The cafe is tucked away in a business complex that also houses one of Rep. Suzan DelBene’s district offices. The menu has the typical cafe fare, such as coffee, soups and sandwiches. But you also can order tacos, hoagies, paninis, wraps and salads.
Owners Nathan Salter and Leslie Grover, who are a married couple, like to change things up three to four times a year, so expect something new if you visit once in a blue moon.
“I like to have fun with it,” Salter said. “Just like how people can get bored with a menu, so can I.”
I’m a sucker for all things pesto, so I ordered a baguette panini with turkey ham, brie cheese and pesto aioli ($8.50). All of the flavors were distinct, with the melted brie probably my favorite part.
Other paninis include a turkey melt, ham and tomato, and chicken and goat cheese with avocado.
I decided to also try one of the tacos, out of curiosity. There were five to choose from: pulled pork, grilled chicken, Asian steak, veggie and deluxe with a choice of chicken or pork. I went with the Asian steak tacos, which were made with soy-marinated flank steak, tomato, basil, red onion and sweet wasabi aioli.
The steak was slightly dry, but everything else tasted fresh from the farm.
Salter said he uses local ingredients whenever possible.
“I’m getting veggies picked from the garden from the day before,” he said. “It’s not from a warehouse.”
Salter, 45, of Bothell, has more than 20 years of restaurant experience, including six years as the banquet chef at The Westin Seattle, a four-star hotel on Fifth Avenue. But when working up to 80 hours a week got in the way of being a father, Salter decided it was finally time to open his own place and make his own hours. The couple opened the cafe about four years ago.
The space was too small to be a sit-down restaurant, so instead he wanted to make it a reprieve for busy workers nearby.
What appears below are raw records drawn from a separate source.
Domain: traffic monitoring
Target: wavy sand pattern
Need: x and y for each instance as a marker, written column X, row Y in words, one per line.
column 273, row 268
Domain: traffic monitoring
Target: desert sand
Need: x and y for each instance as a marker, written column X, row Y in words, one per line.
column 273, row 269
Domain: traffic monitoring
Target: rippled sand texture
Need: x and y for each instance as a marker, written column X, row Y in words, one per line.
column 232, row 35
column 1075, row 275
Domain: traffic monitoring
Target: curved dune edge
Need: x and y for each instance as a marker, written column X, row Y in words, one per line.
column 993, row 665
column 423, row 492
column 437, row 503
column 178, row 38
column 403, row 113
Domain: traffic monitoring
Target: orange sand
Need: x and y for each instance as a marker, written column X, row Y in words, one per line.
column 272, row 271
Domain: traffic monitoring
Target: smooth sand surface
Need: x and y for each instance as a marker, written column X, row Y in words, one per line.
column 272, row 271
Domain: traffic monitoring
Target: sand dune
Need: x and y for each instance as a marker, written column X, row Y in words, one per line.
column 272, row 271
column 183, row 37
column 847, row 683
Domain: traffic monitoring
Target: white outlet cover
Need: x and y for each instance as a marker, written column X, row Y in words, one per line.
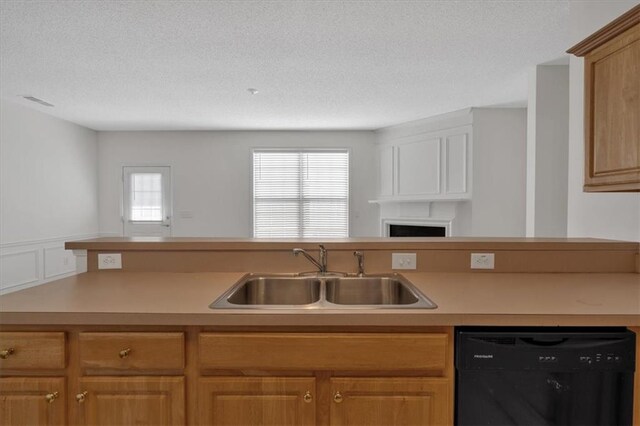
column 482, row 261
column 403, row 261
column 109, row 261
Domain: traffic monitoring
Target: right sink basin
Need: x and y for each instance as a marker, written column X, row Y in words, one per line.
column 376, row 291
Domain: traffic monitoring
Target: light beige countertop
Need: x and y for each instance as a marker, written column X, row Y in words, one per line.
column 146, row 298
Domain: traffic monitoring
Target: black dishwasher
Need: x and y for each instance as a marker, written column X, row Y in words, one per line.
column 544, row 376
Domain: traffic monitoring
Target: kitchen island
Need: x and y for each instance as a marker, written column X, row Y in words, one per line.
column 141, row 340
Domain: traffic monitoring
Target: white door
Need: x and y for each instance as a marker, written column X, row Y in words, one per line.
column 147, row 201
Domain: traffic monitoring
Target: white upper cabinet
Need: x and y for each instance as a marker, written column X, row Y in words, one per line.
column 426, row 167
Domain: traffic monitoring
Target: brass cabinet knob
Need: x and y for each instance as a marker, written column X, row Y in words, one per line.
column 81, row 397
column 307, row 397
column 50, row 397
column 5, row 353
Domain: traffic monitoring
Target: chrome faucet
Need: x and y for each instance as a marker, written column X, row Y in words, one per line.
column 360, row 257
column 321, row 264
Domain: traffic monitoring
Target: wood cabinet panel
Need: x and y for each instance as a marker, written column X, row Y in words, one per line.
column 612, row 105
column 113, row 401
column 32, row 401
column 32, row 350
column 324, row 351
column 387, row 401
column 132, row 351
column 256, row 401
“Most of what we do is for people having a quick, 30-minute lunch break — and it has to be quick,” Salter said. “We want it to be a place where people can come and calm down and relax and not have to stress.”
Giving customers variety was a goal from the beginning, Salter said. That can be challenging, working within the confines of a 900-foot space, but Salter said he compensates for a lack of kitchen space by experimenting with different flavors that people aren’t exposed to normally.
The cafe’s bestseller, the steak hoagie, is the best example of this. Salter uses sambal aioli — a combination of Korean hot sauce and mayonnaise seasoned with garlic — instead of the tried-and-true sriracha-mayonnaise mixture found on most steak hoagies.
It gives the $11.50 hoagie, which also comes with marinated flank steak, onion, tomato, arugula, cilantro and sweet chili, a new dimension, he said.
“It’s got a sweet, salty and spicy mix to the whole thing,” Salter said.